W6L2 Flashcards
Why we make gene network
- Networks are more representative of reality
- Some types of networks:
- Gene regulatory networks
- Protein-protein interaction networks
- Gene co-expression networks
- Continued shift from understanding the function of a single candidate gene to evaluating cellular activity holistically
terminology for gene networks
- Node: A point in the network, in this case a gene or protein.
- Edge: A connection between nodes, an association or interaction
Gene regulatory networks (GRNs)
- GRNs capture the regulatory relationships between sets of genes (causal relationship)
- Building a GRN requires knowledge of underlying biology so we can assign directionality
Where does GRN take info from
- Hybrid screens
- More general perturbation assays
- Knock-out screens
- Time-course data
Core element of GRN
-positive feed back loop, negative feedback loop, flip-flop, feed forward loop
-Each of the core network have different property and outcome
-Understanding core regulatory networks lets us model events inside a cell, make predictions about a future state, and design circuits of our own.
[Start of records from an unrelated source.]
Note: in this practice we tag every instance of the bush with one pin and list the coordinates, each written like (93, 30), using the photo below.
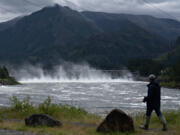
(23, 106)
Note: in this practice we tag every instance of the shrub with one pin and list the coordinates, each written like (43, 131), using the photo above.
(23, 106)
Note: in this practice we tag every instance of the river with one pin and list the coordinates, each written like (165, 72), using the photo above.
(95, 97)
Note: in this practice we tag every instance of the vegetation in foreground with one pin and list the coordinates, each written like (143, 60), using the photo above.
(75, 121)
(5, 78)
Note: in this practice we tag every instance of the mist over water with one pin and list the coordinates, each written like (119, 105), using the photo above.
(83, 87)
(67, 73)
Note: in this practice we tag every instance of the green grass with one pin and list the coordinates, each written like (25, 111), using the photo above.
(22, 109)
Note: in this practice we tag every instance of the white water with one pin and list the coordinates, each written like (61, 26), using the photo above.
(84, 87)
(67, 73)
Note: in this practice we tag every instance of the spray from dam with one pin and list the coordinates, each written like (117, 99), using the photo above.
(67, 73)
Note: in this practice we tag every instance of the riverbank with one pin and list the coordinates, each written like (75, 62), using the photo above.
(75, 121)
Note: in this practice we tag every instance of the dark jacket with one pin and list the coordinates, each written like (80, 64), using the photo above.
(153, 98)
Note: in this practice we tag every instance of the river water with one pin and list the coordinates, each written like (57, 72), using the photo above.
(95, 97)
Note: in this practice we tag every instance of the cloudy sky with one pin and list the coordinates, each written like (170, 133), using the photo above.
(160, 8)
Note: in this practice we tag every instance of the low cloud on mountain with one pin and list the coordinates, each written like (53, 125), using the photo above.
(161, 8)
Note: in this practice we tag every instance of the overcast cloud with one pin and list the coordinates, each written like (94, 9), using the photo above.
(160, 8)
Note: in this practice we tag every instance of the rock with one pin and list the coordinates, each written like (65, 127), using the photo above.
(116, 121)
(41, 120)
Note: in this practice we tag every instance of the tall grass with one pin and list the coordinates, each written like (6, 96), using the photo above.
(20, 109)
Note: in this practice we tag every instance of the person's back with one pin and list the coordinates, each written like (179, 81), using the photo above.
(154, 93)
(153, 100)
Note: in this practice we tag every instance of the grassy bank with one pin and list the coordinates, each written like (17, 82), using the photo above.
(75, 121)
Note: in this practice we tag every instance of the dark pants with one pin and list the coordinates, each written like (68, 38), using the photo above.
(151, 108)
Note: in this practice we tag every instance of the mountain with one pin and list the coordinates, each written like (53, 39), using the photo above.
(57, 33)
(173, 56)
(164, 28)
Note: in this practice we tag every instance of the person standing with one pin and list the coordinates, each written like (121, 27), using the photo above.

Multiple inputs allow for simple logical operations
Combinations of binding factors (e.g.: multiple enhancers… hey…) allow for robust regulatory circuitry
* The simplest models treat this as a Boolean process, but approach can be extended
What does negative control of many gene do
-odd number will oscillate while even number one would have a stable expression peek
protein-protein network
- Capture direct interactions between proteins
- Generated from experimental data that measures physical interactions between nodes
- Yeast 2 hybrid screens are one of the best sources of information for this
- Unlike GRNs, make no assessment on direction of effects
Building protein protein with a lack of biological info
- Gene co-expression networks can be built from genome-wide measurements of gene expresssion across many individuals/conditions
- Much like QTL mapping, require limited understanding of underlying biological process
Gene co-expression network
- Edges no longer imply a direct relationship!
- Show only edges above a certain correlation threshold, ignore all interactions below thresholds
- Weight edges more if correlation is higher.
- Ignore direction of the effect (negative vs positive); an unsigned network
How to work with messy network
Decompose them into modules (subnetwork):
* Subsets of genes that all behave similarly
* Module identification also doesn’t rely on knowledge of the underlying biology
* Analysing networks suggests a few ways in which to incorporate biology in our insights
Comparing networks across groups or time
- Can test for differences in network/module behaviour between states/groups/time points
- Similar intuition to testing differences in gene expression/protein abundance/rate of transcription/etc
- Many of these comparisons are ‘hypothesis generating’ as opposed to ‘hypothesis testing
Interpreting network, interpreting traits
- Guilt-by-association approaches let us make guesses about the function/role of a gene on the basis of the rest of the module
- use eQTLs to prioritize putatively casual gene
-combining eQTLs and undirected co-expression interaction networks for interpretation of GWAS
Advantage and disadvantages of Modeling biology with network
- Network approaches enable the description of cellular and genetic processes at great depth
- We don’t need to know much biology to describe some biological processes
- But interpretation is far more challenging!